On the tenth day we learnt Metta meditation, and we practiced it after the main meditation session, to share with the world the positivity with which we vibrated while we practiced Vipassana. After that, silence was over and everyone burst out into chatter.

It became evident that the course had been hard for everyone and also that, apart from the practical hardships, no one had been indifferent to the experience. In their own way, each one of us felt moved. Now, as we passed the pizza tray, lively laughs were heard here and there while we processed and shared the psychosomatic symptoms we experienced in silence for the past then days.

I left the place thinking about how it is possible that the mere act of observing the body can be moving in that way. The truth is that, as the days go by and the more you observe, you seem to resignify certain fundamental ideas in your head. Conceptions of your ego, the feelings that you harbour, the human relationships you are in  and the like, start shifting slightly, almost imperceptibly, but crucially, in the manner of the planets. 
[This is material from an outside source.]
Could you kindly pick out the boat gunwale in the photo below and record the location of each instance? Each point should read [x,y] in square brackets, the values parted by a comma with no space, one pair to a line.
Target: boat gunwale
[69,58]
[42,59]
I also considered how the western mindset seeks out answers in external stimuli and, when it cannot find them, it sweeps its frustrations, big or small, under the carpet. I was certain the course had not worked magic on us, and that we were far from stopping chasing the need to satiate our senses; but a seed had been sown: with time and patience, it could grow.

Lastly, I thought it is probably easier to find the way to Dhamma* when, for some reason or another, more common paths in our lives become meaningless dead ends. However it may be, I said to myself -as I was reminded of my American mate whose name I forget-, each one of us finds their own time. From there, like one of the meditators said as he disappeared into the dirt track back to civilisation: Safe journey!.


*The law of nature, the way to a universal cure for universal sufferings.